In 2002, Special Prosecutor Edward Egan was appointed by the Cook County Circuit Courts to investigate wide-ranging claims involving Jon Burge and the officers under his command. His final report, issued in 2006, named several of the officers involved in Safforld’s interrogation, including Anthony Maslanka, whom Egan concluded likely committed perjury.
In 2008, Safforld filed a motion for post-conviction relief in the Sims case. He was now represented by Locke Bowman at the MacArthur Justice Center at Northwestern University’s School of Law and Flint Taylor with the People’s Law Office in Chicago. The attorneys asserted in the motion that Egan’s investigation and other developments in the widening scandal over Burge’s conduct gave Safforld new evidence to challenge his purported confessions. The motion said that the state had failed to disclose the pattern of abuse by Chicago police detectives and that his attorney had been ineffective in investigating Safforld’s claims of abuse. A judge in Cook County Circuit Court dismissed his motion, but the Illinois Appellate Court reversed that decision in 2007, stating that the lower court needed to hold an evidentiary hearing to explore Safforld’s claims.
The hearing was held before Judge Clayton Crane in Cook County Circuit Court. None of the officers testified. By then, Burge had been charged with obstruction of justice and perjury.

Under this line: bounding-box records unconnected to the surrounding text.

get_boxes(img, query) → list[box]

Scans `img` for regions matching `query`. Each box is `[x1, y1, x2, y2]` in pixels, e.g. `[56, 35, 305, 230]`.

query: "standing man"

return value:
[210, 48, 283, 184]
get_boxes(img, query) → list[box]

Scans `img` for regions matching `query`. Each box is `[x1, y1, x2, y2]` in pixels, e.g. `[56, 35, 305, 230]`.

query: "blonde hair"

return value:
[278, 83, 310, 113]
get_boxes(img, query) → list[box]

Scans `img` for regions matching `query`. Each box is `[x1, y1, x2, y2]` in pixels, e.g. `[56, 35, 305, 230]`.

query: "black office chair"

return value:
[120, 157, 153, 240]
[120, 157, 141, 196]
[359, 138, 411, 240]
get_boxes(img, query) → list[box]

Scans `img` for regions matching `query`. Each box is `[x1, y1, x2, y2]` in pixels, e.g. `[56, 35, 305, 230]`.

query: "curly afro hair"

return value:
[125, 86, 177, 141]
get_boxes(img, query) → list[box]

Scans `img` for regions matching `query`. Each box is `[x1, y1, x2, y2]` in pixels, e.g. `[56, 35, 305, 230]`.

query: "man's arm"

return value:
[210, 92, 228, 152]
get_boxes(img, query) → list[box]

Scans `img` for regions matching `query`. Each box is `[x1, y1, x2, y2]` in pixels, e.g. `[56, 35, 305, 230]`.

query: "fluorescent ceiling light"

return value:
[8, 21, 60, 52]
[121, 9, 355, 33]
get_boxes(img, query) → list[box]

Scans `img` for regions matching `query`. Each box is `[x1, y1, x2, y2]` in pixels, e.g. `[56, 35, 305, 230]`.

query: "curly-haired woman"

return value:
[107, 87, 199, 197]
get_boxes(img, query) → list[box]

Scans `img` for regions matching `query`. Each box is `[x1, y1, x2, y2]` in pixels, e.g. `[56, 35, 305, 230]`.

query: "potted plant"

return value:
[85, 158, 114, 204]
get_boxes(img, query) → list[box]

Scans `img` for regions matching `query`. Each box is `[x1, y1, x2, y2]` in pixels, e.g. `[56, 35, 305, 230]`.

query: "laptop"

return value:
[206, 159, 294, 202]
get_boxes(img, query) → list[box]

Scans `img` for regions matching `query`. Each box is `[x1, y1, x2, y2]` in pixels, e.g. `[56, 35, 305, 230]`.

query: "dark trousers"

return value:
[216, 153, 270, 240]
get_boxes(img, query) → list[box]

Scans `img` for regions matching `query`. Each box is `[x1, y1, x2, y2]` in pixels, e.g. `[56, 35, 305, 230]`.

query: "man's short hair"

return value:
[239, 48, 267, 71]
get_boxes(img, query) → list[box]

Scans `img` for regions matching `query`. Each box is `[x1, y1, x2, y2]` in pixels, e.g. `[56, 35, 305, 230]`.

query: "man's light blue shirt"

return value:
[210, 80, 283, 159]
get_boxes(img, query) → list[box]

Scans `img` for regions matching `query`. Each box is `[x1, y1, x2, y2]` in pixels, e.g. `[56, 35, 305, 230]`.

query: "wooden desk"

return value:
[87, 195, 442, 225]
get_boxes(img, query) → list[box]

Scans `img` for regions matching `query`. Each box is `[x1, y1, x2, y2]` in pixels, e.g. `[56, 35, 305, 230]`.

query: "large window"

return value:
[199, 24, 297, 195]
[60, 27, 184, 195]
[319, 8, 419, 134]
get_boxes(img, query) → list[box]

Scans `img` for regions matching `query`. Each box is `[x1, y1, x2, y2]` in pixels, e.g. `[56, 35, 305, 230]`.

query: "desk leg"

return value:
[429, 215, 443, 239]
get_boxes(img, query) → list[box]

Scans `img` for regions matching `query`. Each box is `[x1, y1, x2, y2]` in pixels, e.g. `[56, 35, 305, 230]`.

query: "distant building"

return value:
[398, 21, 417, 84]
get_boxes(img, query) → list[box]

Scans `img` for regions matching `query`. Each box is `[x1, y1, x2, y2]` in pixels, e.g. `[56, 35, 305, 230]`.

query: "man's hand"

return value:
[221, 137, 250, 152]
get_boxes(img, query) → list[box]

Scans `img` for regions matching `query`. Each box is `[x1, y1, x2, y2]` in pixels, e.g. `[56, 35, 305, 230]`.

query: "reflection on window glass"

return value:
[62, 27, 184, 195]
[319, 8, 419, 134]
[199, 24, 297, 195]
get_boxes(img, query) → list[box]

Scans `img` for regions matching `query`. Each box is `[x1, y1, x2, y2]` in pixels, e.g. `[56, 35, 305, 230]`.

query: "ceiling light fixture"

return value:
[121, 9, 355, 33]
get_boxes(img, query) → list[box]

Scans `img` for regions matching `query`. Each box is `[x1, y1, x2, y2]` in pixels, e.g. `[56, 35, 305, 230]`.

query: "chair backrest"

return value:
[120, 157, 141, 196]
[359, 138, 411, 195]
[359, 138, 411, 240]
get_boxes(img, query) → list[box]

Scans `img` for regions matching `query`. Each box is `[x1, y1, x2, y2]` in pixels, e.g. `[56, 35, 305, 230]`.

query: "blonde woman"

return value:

On May 22, 2009, Crane vacated the convictions for both murders and ordered new trials. He noted that the hearings were essentially for a new motion to suppress the statements, and while there was plenty of evidence to sift through, the only person who testified about what happened in the interrogation room was Safforld. “The present or past detectives were silent,” he said in his ruling. “I am taking that silence into consideration.”
Under the terms of a deal worked out in May 2010 between Safforld’s attorneys and the Cook County State’s Attorney, Safforld agreed to plead guilty to murder in the death of Curtis Sims, and the murder charge in the death of Devin Boelter was dismissed. As part of the deal, he was released from prison on September 21, 2010.
By the time Safforld left prison, Burge had been convicted. Safforld told the Final Call newspaper that bad officers have a corrosive impact on the communities they are supposed to serve.
“Whenever you have a bad officer that infects the police department, he corrupts good officers and the good officers become cowards and that's why you have all these people in prison today,” he said.